Age Effects in Child Second Language Acquisition /
Alternate title: English Language and Literacy Skills of English L2 Students in Junior High: Determinants and Outcomes
Social Sciences and Humanities Research Council Insight Grant (Paradis [PI], Marinova-Todd, UBC [Co-I], Järvikivi, U of A [Co-I])
Statistics Canada (2011) estimates that about half of Canadian residents could be foreign born or have one foreign-born parent by 2031. Thus, a large proportion of the next generation of Canadian children will be English second language (L2) learners. Research on long-term success in L2 learning of children from newcomer families would be highly relevant to Canadian society, as language skills form the foundation for academic achievement and integration. The common wisdom concerning success in L2 learning is “the younger, the better”, referring to age of acquisition onset (AOA). While research largely supports the common wisdom when it comes to individuals beginning to learn a L2 in adulthood, much less is known about whether learning a L2 at different AOAs in childhood makes a difference in whether or not children become identical to native-speakers of that language in the long term. On one hand, studies have shown that adults who began to learn the societal language as a L2 in early childhood do not always possess L2 grammar and pronunciation equivalent to native-speakers, contrary to what is commonly expected. On the other hand, researchers have found that language input, experience and use factors, first language background and language-learning aptitude also shape children’s L2 development, possibly more so than AOA. However, long-term L2 outcome studies have rarely been conducted with child learners, and the impact of non-AOA factors on child L2 acquisition has mainly been studied during the early stages of L2 learning.

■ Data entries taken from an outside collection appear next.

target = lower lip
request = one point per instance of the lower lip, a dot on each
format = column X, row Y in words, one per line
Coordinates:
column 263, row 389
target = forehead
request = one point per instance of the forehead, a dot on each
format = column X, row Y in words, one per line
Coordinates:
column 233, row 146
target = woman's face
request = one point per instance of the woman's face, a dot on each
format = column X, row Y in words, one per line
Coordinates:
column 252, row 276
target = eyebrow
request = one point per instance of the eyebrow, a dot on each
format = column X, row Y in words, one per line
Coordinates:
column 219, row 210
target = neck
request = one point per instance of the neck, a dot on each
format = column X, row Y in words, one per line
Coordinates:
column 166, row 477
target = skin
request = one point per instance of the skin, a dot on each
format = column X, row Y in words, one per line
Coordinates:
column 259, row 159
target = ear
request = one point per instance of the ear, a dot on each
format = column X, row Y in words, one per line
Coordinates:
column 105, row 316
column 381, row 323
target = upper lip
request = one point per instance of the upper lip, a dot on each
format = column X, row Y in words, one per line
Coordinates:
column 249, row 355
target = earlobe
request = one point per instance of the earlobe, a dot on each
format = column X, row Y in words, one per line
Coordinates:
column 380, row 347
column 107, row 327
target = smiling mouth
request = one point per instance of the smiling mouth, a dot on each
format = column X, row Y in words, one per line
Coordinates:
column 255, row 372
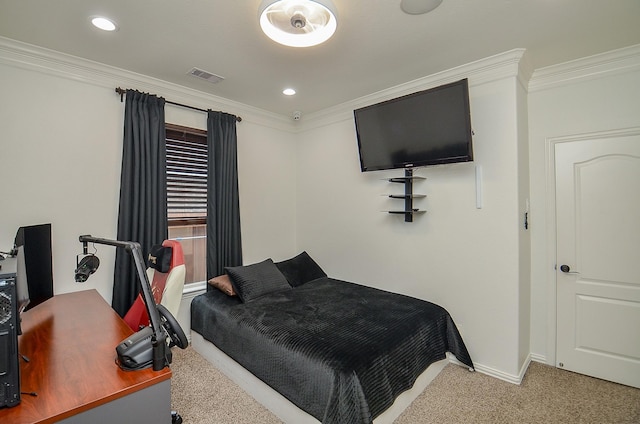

The purpose of this research project is to measure the English language and literacy skills of bilingual (English L2) and monolingual students in the same classes in older grades – grades 7-9. Bilingual students will include those who have experienced all of their schooling in English as well as those who are new arrivals, thus students who vary in AOA. Our measures include standardized tests and experimenter-made measures targeting grammar (morphology) and pronunciation (phonology). We want to know if there are any differences between monolingual and bilingual students at this age and for which English skills. We also want to know what impact bilingual students’ language input, experience and use factors contribute to their L2 development, and in turn, how they compare to their monolingual peers. (Language input experience and use factors: students’ reading, media and social media preferences and engagement, what language(s) they use with friends and family, family SES, etc.) Finally, we want to know if students’ AOA, their first language background, and their language learning aptitude also play a role in determining their English skills in junior high, and any potential differences with their monolingual peers.